By Tom Lancaster
I raised over £7000 for three charities. I did something that had never been done by an individual before. It was an incredible accomplishment.
But the only way this happened was simply taking the next step every day. Getting up every time I fell down. One foot in front of the other, over and over again.
Even though those last 104 climbs were among the most miserable physical experiences of my life, it didn’t feel like a huge thing. I did it in half the time we had predicted, even with a 2 hour break in the middle.
Even though the whole ordeal was brutally hard, It wasn’t nearly as hard as I thought it would be.
When Johnny and I started out, we had no idea how to train, what to eat, or even if this lunatic idea was even possible. Through the whole process, life continued to happen. Jobs, relationships, family drama all happening outside of the sphere of The Longest Climb. We kept taking what seemed to be the next step.

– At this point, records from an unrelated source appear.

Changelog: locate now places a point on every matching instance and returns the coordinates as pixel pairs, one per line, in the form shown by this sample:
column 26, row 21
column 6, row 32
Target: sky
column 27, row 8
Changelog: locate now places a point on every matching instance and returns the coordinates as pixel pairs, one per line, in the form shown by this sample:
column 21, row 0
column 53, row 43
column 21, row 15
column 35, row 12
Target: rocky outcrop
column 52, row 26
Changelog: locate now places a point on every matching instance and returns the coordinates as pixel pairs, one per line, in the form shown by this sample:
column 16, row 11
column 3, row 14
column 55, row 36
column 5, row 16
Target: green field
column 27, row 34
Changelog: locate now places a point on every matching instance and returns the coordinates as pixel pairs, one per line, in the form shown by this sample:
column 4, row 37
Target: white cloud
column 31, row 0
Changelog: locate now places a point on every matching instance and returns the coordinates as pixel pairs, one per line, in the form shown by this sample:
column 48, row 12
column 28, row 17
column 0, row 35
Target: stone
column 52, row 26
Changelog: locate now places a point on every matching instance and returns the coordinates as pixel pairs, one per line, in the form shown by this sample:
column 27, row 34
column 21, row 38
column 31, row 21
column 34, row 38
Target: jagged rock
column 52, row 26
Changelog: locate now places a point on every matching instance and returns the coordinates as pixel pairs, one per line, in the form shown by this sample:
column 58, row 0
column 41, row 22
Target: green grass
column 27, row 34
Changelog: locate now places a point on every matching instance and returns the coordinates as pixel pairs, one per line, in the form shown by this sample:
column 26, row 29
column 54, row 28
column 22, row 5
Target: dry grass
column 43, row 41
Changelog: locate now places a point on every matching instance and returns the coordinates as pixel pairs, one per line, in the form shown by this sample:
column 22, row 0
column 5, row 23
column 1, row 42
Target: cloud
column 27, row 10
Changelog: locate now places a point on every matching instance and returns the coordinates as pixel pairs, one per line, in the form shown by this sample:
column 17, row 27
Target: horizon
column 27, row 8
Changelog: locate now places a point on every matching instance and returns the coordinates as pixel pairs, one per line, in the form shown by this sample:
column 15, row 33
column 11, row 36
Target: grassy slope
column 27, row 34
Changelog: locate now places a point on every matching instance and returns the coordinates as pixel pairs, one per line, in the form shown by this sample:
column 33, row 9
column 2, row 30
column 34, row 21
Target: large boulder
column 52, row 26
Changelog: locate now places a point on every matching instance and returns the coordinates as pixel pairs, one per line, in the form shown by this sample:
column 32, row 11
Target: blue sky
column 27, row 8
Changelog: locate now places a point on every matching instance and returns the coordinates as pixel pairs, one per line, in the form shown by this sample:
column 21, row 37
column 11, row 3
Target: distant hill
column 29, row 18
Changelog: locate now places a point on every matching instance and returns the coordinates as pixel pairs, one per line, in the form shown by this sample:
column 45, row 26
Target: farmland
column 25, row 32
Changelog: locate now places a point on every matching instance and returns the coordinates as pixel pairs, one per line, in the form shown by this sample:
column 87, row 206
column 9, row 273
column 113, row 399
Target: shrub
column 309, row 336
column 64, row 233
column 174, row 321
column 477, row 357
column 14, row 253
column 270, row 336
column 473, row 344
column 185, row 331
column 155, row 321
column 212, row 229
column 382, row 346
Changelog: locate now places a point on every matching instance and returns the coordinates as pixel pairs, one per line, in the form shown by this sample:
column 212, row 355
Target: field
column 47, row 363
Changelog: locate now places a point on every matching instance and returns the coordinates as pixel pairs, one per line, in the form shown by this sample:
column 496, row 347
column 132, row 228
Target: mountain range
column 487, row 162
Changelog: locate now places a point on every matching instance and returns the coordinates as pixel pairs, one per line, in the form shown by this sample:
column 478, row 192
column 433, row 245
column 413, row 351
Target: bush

Sometimes we fucked it up. One of us would train too hard and injure ourselves. Something got posted on the blog that didn’t go down well. We fought between the two of us. A lot.
But each time we got knocked down, we dusted ourselves off, adjusted the plan based on the new data, and put one foot in front of the other again.
The same is true for that thing you want to do. You have this picture in your head of how hard it will be. How incapable you are. All the reasons why it will fail.
But the only guarantee of failure is never starting.